Well heck, here's a few more from the weekend. The first is a black walnut slimline...I posted this one a while back, but didn't like the finish, so disassembled and refinished on the lathe. 

Second is also black walnut, but ultra cigar. The picture does not do this pen justice...the darker wood is harder to photograph and I am still experimenting with this.

Third up is a maple burl sierra. I really like the burl wood for pens :laugh:.

Next is a tuplipwood Click. An interesting species. I like the red grain.

Last is an olivewood Sierra I made for my daughter. I think this one is my favorite, so I am glad it is staying in the family!

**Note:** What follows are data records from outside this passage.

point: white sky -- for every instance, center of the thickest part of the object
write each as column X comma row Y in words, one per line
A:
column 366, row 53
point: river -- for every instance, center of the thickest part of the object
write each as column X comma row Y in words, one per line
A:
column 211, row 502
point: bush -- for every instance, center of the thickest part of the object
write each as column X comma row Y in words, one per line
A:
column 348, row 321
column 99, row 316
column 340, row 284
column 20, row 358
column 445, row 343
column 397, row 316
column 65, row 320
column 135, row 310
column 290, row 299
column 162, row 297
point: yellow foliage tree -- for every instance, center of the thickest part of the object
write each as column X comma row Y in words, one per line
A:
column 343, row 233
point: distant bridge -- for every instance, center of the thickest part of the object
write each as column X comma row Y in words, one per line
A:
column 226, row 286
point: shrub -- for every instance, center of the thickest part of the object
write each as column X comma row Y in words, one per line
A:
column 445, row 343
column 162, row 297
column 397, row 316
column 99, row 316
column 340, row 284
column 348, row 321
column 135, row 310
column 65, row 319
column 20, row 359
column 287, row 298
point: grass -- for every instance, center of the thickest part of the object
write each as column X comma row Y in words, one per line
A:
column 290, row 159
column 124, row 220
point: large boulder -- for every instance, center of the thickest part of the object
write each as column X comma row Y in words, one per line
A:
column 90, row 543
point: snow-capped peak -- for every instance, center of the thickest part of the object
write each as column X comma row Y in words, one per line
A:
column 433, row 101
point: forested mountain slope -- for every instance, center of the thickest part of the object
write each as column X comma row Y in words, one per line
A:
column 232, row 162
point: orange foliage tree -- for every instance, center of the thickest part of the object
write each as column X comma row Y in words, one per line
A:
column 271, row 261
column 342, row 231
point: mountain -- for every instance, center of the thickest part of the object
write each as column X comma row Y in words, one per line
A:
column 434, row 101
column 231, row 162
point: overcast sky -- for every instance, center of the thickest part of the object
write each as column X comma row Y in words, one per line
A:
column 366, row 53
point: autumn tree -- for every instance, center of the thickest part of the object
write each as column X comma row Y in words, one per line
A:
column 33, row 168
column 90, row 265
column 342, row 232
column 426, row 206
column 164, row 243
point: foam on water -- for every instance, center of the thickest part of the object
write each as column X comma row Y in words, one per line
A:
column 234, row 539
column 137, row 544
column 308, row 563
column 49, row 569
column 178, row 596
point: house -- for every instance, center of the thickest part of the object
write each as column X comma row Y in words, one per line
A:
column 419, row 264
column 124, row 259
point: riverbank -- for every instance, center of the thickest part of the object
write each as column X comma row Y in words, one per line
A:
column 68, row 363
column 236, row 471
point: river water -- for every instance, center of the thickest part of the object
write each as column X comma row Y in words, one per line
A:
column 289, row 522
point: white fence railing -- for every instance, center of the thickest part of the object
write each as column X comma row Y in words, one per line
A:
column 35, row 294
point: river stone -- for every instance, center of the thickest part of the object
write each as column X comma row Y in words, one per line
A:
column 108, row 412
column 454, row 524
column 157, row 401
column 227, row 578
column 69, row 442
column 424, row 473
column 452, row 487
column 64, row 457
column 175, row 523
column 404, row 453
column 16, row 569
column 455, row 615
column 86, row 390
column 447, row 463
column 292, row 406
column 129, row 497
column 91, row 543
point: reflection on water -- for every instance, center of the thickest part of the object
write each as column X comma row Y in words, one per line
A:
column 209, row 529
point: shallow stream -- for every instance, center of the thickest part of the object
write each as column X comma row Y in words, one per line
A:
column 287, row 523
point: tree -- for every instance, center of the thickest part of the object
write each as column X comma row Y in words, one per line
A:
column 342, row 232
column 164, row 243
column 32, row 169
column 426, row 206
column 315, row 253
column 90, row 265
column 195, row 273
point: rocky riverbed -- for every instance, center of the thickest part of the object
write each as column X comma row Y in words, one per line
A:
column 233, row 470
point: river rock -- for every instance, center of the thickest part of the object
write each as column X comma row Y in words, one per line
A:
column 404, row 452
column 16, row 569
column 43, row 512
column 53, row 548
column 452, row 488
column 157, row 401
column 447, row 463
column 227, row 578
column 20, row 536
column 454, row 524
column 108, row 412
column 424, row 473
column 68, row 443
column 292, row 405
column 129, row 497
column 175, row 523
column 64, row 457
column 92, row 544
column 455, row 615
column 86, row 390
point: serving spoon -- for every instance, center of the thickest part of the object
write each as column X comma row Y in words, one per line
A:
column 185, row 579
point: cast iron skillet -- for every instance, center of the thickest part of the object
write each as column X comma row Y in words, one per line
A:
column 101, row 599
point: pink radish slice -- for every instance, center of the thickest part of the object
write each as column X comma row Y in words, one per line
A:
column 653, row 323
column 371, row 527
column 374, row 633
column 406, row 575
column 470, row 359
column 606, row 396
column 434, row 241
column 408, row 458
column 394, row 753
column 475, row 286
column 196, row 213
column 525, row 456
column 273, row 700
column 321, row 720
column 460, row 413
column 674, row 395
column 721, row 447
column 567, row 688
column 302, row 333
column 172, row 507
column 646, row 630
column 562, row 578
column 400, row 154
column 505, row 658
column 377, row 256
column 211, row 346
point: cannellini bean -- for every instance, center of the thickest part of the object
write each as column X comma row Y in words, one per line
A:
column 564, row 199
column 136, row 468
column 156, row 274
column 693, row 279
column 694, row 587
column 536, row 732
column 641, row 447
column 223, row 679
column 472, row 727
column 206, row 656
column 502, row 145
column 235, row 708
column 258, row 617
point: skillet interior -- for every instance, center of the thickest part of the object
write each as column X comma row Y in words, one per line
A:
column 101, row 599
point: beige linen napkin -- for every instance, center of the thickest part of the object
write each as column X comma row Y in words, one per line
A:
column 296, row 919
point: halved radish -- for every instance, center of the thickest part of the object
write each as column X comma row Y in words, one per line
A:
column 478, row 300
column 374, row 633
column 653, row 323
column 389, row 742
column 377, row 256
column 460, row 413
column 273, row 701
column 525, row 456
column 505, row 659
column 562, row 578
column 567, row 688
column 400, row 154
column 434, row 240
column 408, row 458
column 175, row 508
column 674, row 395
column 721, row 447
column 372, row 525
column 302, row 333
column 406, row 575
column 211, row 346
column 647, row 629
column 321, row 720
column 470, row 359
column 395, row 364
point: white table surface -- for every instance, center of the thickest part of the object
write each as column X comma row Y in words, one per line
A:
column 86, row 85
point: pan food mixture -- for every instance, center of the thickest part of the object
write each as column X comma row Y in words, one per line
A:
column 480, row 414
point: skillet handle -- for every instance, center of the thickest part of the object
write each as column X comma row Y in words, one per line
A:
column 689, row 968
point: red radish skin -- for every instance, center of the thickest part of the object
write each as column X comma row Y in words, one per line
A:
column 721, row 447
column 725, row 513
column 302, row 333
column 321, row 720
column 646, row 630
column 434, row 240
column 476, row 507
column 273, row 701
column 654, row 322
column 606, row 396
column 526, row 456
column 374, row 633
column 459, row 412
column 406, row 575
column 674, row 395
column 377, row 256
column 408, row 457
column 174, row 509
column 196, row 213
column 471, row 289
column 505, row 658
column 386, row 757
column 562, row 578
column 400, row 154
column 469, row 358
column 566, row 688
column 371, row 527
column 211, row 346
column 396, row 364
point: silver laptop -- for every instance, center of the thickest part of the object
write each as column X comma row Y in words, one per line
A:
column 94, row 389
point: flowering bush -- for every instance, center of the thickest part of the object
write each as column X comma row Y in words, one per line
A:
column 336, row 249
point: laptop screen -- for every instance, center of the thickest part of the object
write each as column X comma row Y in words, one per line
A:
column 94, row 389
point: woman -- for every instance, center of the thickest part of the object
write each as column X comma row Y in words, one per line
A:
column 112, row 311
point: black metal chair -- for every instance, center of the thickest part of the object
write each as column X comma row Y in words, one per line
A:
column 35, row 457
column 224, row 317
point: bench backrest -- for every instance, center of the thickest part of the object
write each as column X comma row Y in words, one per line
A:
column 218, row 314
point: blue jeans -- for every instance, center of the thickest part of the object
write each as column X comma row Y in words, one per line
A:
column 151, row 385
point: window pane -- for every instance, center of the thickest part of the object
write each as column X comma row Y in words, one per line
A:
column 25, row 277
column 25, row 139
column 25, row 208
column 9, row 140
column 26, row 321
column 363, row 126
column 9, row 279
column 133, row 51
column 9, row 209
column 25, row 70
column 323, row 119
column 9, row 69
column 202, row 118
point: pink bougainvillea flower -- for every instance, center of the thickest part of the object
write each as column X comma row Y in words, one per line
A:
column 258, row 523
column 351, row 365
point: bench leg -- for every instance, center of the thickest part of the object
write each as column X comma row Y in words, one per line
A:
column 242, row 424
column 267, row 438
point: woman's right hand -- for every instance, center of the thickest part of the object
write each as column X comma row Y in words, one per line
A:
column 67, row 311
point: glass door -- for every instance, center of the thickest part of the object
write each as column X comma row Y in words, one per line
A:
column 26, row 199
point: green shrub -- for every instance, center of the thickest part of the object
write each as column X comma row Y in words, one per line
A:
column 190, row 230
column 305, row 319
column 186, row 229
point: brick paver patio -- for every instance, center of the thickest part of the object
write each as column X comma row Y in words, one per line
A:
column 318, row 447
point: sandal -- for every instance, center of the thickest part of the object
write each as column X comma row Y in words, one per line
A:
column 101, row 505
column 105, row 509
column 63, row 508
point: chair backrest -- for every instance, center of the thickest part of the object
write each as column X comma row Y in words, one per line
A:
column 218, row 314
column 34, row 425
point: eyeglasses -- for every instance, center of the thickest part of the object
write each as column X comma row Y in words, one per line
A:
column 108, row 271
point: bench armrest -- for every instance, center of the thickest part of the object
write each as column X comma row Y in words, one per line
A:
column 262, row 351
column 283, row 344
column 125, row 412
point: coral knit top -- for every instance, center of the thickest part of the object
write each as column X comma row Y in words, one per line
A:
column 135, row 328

Sorry Harry, no photo shoot yet...these were already in the pipeline, but next one I do from scratch I will get some pics of the process, but it won't be terribly different than the sticky thread Bob has in the woodturning forum.


----------



## harrysin (Jan 15, 2007)

What a beautiful job Frank, I'm going to have to make some practice ones when I get back into the shed before any photo shoots so that I don't show myself up. I do look forward to future photo shoots Frank, our friendship may depend on it!


----------



## dustmaker (May 18, 2009)

Hi Harry, I look forward to seeing your next pen! And you will have photos, now that you have put such a high price on it! Thanks for commenting, I do appreciate it.


----------



## BernieW (Sep 12, 2006)

Frank those are beautiful pens. I like the last one. Olive wood is one of my favorite woods to turn next to walnut.


----------



## Bob N (Oct 12, 2004)

Beautiful pens Frank and I am with Bernie on Olivewood being my favorite turning wood.


----------



## dustmaker (May 18, 2009)

Thanks fellas. That is one aspect of pen turning I am really enjoying...being able to work with so many various wood species.


----------



## drasbell (Feb 6, 2009)

Quite beautiful and excellent work... nice !


----------



## xplorx4 (Dec 1, 2008)

Exceptional work, how would I go about getting the likes of one of those pens? 
Maybe my buddy Bob can help me out when "old lefty" gets better!!:haha::haha:


----------